Figure 22.8 Diagram of Structures of the Underground Stations
(схема конструкций станций метрополитена)
a – Shallow-laid Station (станция мелкого заложения);
b – Deep-laid Station (станция глубокого заложения);
1 – Track (путь); 2 – Platform (платформа); 3 – Pillar (колонна, стойка);
4 – Ceiling Slab (плита перекрытия); 5 – Tunnel Lining (обделка)
Some platforms are equipped with automatic platform screen doors, which allow a full load of passengers on and off the cars within 90 seconds. These doors allow people to enter the cars only when the train stops in accurate alignment with the barrier doors. Platform screen doors differ from platform edge doors (PEDs). The former are total and full height barriers between the station floor and ceiling, the latter do not reach the ceiling. Besides these two, there are automatic platform gates called half-height platform screen doors. They are chest-height sliding doors at the edge of passenger platforms creating a safe waiting environment and preventing people from accidental falling or deliberate jumping off the platform waiting area onto tracks where they can be electrocuted or run over. Many stations on the Jubilee Line and the Canary Wharf Station in London, are equipped with glass protective barriers, and contain bright coloured banding to make them more visible.

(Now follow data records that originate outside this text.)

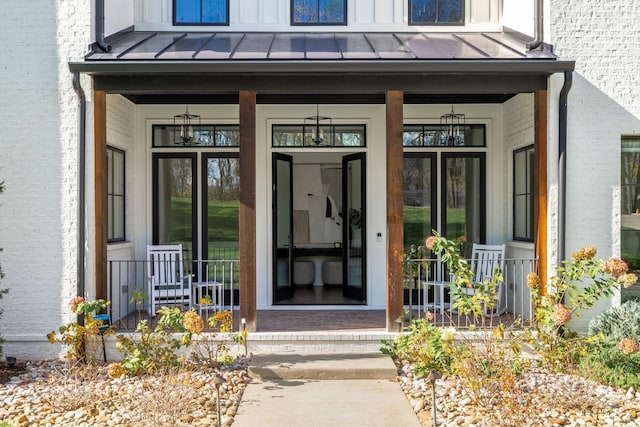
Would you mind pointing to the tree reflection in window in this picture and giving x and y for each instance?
(318, 12)
(436, 11)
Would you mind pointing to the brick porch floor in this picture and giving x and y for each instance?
(313, 320)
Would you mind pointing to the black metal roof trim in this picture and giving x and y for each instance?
(293, 67)
(224, 46)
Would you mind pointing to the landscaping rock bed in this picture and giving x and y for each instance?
(49, 393)
(540, 399)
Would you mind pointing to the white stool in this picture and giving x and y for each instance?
(332, 273)
(304, 273)
(214, 291)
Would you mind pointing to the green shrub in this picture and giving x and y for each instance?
(607, 364)
(155, 351)
(618, 322)
(427, 346)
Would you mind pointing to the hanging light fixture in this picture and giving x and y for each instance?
(315, 127)
(187, 129)
(452, 128)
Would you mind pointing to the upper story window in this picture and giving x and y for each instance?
(318, 12)
(201, 12)
(429, 12)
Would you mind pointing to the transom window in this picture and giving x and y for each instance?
(319, 136)
(115, 195)
(201, 12)
(318, 12)
(428, 12)
(432, 135)
(203, 135)
(523, 178)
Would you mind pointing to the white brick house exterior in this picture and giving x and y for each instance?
(39, 157)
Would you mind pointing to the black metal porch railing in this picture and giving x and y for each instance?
(426, 290)
(128, 288)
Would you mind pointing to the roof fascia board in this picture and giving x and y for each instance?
(470, 67)
(348, 83)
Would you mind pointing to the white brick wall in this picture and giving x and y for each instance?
(38, 162)
(603, 37)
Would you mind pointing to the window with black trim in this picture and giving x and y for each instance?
(433, 135)
(523, 195)
(318, 12)
(115, 195)
(319, 135)
(429, 12)
(201, 12)
(203, 135)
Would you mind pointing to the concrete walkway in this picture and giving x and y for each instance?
(335, 389)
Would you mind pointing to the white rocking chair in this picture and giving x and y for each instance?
(485, 259)
(168, 284)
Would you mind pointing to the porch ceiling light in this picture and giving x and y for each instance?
(317, 129)
(452, 128)
(187, 129)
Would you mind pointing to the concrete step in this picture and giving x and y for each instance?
(317, 342)
(322, 366)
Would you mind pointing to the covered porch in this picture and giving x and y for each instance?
(405, 81)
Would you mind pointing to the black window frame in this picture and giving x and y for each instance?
(436, 22)
(112, 194)
(434, 128)
(332, 129)
(528, 194)
(292, 5)
(199, 23)
(213, 128)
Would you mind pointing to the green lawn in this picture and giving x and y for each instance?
(417, 224)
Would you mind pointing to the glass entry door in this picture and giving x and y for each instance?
(446, 192)
(174, 201)
(354, 235)
(464, 198)
(282, 227)
(207, 233)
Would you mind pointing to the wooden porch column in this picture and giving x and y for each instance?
(248, 209)
(100, 190)
(395, 297)
(540, 183)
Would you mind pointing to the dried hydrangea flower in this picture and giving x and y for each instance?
(628, 279)
(193, 322)
(431, 240)
(74, 303)
(628, 346)
(615, 267)
(115, 370)
(561, 314)
(533, 280)
(588, 252)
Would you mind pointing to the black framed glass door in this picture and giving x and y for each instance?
(175, 201)
(282, 226)
(354, 232)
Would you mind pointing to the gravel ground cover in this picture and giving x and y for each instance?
(541, 399)
(49, 393)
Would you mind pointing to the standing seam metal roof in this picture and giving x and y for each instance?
(230, 46)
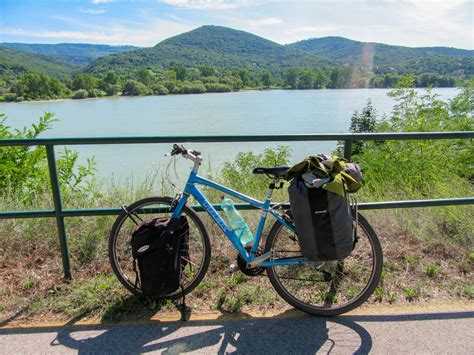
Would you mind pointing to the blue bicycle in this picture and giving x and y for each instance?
(319, 288)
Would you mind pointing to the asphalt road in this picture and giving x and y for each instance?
(379, 334)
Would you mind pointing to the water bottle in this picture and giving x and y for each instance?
(238, 224)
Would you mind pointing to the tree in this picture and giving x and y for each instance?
(291, 78)
(306, 79)
(134, 88)
(32, 86)
(180, 71)
(321, 79)
(363, 122)
(208, 70)
(244, 75)
(266, 79)
(144, 76)
(110, 78)
(85, 82)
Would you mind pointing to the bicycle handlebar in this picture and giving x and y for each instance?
(179, 149)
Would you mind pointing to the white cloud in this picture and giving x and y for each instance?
(207, 4)
(266, 21)
(154, 32)
(93, 11)
(96, 2)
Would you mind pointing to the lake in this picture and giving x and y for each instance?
(240, 113)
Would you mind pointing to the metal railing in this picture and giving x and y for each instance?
(59, 213)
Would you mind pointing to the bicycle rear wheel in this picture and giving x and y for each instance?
(120, 251)
(326, 288)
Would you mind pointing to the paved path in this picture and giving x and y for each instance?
(401, 334)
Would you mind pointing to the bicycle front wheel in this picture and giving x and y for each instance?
(120, 250)
(326, 288)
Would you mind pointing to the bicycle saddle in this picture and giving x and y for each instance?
(278, 171)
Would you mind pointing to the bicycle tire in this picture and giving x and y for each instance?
(333, 287)
(120, 255)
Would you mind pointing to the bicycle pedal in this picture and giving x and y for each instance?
(233, 268)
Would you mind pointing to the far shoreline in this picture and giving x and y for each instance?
(193, 94)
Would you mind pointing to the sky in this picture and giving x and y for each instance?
(415, 23)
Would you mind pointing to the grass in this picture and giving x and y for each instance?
(431, 270)
(416, 248)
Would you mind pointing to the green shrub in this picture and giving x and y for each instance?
(80, 94)
(217, 87)
(134, 88)
(431, 270)
(195, 87)
(160, 89)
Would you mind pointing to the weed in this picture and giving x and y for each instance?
(29, 283)
(431, 270)
(235, 303)
(92, 296)
(467, 291)
(205, 286)
(411, 261)
(411, 293)
(236, 278)
(221, 298)
(378, 294)
(167, 305)
(391, 265)
(463, 266)
(391, 297)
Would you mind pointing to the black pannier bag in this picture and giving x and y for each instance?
(159, 247)
(322, 220)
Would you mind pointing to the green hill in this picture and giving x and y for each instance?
(383, 58)
(74, 53)
(14, 62)
(210, 45)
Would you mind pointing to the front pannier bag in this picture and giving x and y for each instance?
(320, 207)
(160, 248)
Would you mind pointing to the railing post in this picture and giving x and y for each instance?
(348, 149)
(58, 208)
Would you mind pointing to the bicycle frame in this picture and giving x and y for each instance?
(192, 190)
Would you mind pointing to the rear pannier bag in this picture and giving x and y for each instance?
(322, 220)
(160, 248)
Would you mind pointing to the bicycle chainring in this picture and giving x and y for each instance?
(243, 265)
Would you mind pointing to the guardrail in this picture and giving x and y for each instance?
(59, 213)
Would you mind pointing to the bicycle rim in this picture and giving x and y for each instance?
(120, 252)
(326, 288)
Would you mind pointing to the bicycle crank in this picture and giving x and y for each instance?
(255, 271)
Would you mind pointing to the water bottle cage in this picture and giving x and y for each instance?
(273, 186)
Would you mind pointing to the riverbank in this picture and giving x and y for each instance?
(247, 89)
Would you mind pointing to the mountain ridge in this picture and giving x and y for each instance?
(226, 47)
(75, 53)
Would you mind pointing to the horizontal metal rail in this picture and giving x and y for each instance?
(59, 213)
(90, 212)
(235, 138)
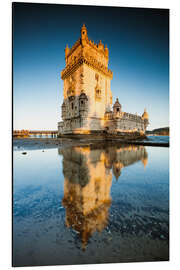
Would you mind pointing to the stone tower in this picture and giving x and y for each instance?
(87, 90)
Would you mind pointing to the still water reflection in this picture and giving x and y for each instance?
(91, 204)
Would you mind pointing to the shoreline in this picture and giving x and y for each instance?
(49, 143)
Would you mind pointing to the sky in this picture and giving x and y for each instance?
(138, 43)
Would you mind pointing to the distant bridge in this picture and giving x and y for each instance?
(27, 133)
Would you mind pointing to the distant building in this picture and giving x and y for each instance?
(87, 105)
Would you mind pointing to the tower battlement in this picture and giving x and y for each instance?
(87, 104)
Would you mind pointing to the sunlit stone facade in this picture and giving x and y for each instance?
(88, 173)
(87, 105)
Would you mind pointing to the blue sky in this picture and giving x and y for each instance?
(138, 42)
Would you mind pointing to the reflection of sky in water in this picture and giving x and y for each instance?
(46, 222)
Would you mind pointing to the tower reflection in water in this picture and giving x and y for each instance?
(88, 172)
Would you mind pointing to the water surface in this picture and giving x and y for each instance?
(92, 204)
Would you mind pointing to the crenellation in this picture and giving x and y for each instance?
(87, 104)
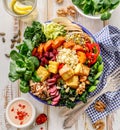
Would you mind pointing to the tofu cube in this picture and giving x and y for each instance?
(66, 72)
(43, 73)
(73, 82)
(53, 67)
(85, 70)
(82, 70)
(78, 69)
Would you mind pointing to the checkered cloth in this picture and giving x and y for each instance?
(109, 41)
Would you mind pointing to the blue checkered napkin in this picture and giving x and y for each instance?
(109, 41)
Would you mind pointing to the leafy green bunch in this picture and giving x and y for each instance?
(23, 65)
(95, 7)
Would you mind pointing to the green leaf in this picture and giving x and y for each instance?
(14, 55)
(13, 75)
(34, 60)
(27, 75)
(92, 88)
(100, 67)
(98, 75)
(24, 86)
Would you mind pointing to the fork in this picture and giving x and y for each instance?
(112, 85)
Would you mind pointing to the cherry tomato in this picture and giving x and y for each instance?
(42, 118)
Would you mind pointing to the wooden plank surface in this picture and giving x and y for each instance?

Pillared-trispan structures are constructed for deep stations (fig. 22.7b). The central span is used for a passenger platform and the side spans are used for track ways. Span ceiling stations have pillars, which serve as the principle-bearing element. The result is a perfect harmony between attractiveness for the eye and technology. As a rule, the floors of shallow-laying stations are made of flat panels (fig. 22.7d). All station platforms, escalators, corridors and tunnels are under closed circuit television surveillance.